Some organizations are reporting under multiple ESG reporting frameworks or standards for different stakeholders. Some of these may have been used for several years while others are new or planned, particularly given the emerging requirements of ISSB and ESRS. The first thing internal audit needs to do is understand what different reports the organization is producing and planning to produce. You will need to assess the risk around these reports — given the stakeholders involved and the way they use the information in the reports — and prioritize them based on this and any internal insights you may have (more about this later).

The approach will clearly be different depending on whether the reports are relatively mature (i.e., been produced for more than one year) or are being planned or implemented. For emerging reporting, internal audit’s role is no less valuable. In fact, given the pace of change in requirements, the scrutiny both ISSB and ESRS are likely to be given by stakeholders and the greater comparability of emerging standards, internal audit’s early insight may be of greater value for reporting as it is being developed or piloted. In any case, similar governance, processes, and controls will be needed.

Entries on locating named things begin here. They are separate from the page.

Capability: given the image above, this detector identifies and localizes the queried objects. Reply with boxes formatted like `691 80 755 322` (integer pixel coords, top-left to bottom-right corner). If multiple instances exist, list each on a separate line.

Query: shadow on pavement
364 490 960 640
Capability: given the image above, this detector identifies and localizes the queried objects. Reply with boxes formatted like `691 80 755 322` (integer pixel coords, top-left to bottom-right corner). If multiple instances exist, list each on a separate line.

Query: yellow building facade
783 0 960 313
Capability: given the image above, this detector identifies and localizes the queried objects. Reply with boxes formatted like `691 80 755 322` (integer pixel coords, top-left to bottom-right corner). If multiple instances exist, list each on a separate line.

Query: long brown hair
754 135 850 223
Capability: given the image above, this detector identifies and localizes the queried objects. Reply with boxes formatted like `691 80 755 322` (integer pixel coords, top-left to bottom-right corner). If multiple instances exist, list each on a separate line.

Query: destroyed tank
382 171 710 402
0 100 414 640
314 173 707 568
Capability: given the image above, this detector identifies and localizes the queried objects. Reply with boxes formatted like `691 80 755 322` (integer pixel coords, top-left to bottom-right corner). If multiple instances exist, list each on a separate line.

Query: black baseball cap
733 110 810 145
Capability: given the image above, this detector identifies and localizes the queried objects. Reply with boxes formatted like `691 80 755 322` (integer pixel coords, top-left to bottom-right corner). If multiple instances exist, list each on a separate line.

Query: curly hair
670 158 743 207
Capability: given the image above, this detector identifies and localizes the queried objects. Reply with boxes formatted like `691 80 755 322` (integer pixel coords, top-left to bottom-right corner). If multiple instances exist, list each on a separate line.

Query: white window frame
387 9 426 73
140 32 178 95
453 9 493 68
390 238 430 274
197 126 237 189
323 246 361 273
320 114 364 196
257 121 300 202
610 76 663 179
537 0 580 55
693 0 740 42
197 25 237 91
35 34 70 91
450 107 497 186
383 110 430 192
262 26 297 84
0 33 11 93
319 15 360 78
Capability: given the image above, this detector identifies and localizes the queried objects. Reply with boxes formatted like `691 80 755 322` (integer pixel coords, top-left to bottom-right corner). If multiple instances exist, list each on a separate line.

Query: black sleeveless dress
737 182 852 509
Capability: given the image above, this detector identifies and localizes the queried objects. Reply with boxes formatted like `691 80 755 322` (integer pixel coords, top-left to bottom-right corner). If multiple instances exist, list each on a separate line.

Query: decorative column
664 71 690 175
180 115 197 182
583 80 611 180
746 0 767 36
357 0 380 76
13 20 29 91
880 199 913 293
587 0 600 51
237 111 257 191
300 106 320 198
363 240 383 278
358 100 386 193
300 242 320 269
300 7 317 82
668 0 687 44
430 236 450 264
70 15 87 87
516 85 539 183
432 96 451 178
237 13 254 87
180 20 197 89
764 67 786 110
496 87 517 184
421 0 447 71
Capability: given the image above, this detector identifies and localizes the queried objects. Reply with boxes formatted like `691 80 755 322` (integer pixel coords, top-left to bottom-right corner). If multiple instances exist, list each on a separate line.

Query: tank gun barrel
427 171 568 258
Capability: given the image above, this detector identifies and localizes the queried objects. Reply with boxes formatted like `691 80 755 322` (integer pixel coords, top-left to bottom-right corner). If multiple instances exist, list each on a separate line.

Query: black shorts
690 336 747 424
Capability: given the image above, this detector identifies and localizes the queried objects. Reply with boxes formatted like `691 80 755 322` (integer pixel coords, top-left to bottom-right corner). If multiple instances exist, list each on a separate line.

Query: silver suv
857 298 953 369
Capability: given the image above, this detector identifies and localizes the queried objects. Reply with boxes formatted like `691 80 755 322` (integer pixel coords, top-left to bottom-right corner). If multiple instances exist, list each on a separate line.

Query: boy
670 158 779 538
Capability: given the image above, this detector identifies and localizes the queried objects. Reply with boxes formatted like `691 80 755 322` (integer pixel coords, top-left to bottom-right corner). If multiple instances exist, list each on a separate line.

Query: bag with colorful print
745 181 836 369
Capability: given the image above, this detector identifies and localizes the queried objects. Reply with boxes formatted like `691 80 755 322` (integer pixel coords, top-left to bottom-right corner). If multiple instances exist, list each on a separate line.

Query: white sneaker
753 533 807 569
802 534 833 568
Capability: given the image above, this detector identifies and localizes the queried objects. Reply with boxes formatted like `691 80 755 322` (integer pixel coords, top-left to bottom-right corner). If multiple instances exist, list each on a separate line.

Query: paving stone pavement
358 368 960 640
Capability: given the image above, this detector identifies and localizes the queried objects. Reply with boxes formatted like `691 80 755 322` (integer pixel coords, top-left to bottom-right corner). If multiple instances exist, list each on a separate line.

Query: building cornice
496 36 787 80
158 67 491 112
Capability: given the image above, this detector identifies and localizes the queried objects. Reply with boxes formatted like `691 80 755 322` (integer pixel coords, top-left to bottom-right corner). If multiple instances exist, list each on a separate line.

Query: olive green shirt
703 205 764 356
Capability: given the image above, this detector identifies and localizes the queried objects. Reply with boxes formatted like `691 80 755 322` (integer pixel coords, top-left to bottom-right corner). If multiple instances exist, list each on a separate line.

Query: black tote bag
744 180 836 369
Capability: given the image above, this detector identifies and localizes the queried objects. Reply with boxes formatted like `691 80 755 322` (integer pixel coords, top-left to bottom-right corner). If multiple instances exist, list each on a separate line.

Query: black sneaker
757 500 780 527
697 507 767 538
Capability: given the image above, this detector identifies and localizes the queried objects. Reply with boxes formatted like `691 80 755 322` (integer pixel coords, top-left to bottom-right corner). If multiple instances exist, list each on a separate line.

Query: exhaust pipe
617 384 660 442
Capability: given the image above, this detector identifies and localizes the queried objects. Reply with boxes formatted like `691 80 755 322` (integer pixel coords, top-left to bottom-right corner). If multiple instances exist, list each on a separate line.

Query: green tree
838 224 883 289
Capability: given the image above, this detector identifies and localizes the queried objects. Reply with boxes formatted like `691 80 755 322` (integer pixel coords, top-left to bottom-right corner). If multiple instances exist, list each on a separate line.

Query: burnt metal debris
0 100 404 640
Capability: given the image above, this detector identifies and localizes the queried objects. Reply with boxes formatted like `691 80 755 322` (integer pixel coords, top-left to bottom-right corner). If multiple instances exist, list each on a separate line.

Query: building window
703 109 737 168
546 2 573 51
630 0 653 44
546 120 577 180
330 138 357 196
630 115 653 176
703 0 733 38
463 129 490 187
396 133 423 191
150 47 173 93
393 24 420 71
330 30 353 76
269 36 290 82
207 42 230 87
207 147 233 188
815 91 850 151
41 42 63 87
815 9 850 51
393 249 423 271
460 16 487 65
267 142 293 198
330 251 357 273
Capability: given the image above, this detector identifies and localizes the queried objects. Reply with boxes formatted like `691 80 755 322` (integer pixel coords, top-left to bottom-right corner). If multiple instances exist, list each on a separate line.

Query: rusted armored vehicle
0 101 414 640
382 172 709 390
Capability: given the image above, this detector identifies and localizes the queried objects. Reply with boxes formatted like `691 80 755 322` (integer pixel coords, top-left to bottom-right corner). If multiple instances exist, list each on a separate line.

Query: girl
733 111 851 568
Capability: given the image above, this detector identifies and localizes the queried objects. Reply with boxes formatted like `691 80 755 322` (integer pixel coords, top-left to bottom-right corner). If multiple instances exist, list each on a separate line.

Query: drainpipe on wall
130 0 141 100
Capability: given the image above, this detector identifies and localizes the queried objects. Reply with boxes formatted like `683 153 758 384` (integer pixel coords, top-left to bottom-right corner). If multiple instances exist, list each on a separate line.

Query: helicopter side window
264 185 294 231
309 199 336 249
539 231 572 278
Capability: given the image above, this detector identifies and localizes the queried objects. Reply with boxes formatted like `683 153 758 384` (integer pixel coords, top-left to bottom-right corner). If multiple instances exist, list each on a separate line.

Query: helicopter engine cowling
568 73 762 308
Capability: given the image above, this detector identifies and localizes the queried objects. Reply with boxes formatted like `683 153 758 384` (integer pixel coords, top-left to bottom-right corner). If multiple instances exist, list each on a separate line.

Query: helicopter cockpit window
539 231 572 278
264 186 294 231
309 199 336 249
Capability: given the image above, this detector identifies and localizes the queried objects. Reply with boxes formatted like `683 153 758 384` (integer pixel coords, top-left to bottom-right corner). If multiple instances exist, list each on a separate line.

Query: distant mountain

Some questions and topics internal audit may want to consider in determining where to focus include:

  • If there are multiple reports, are processes for different reports aligned? Is there consistent data, messaging, and approach?
  • What existing assurance is in place? Few reports have comprehensive external assurance – if anything, it is “limited” in nature, meaning a high reliance on review and enquiry with a limited amount of testing. ISSB and ESRS will require external assurance, but it is likely to be limited in the early years. Internal audit can still play a key role as processes, controls, and governance frameworks are developed. It can also help ensure the business is prepared for external assurance.
  • Any insights into the maturity of processes and governance, and any known challenges or weaknesses.
  • Any insight into stakeholder engagement and interest in different issues and different reports.
View a demo

Planning the audit

Having determined the scope of an audit — and this may be an individual report, a set of reports, the reporting of a particular ESG “issue” or any combination of these — there are several factors to consider. For the purposes of clarity, I will assume that we are planning an audit of a single report, but the same principles and thought process can be applied, regardless of scope.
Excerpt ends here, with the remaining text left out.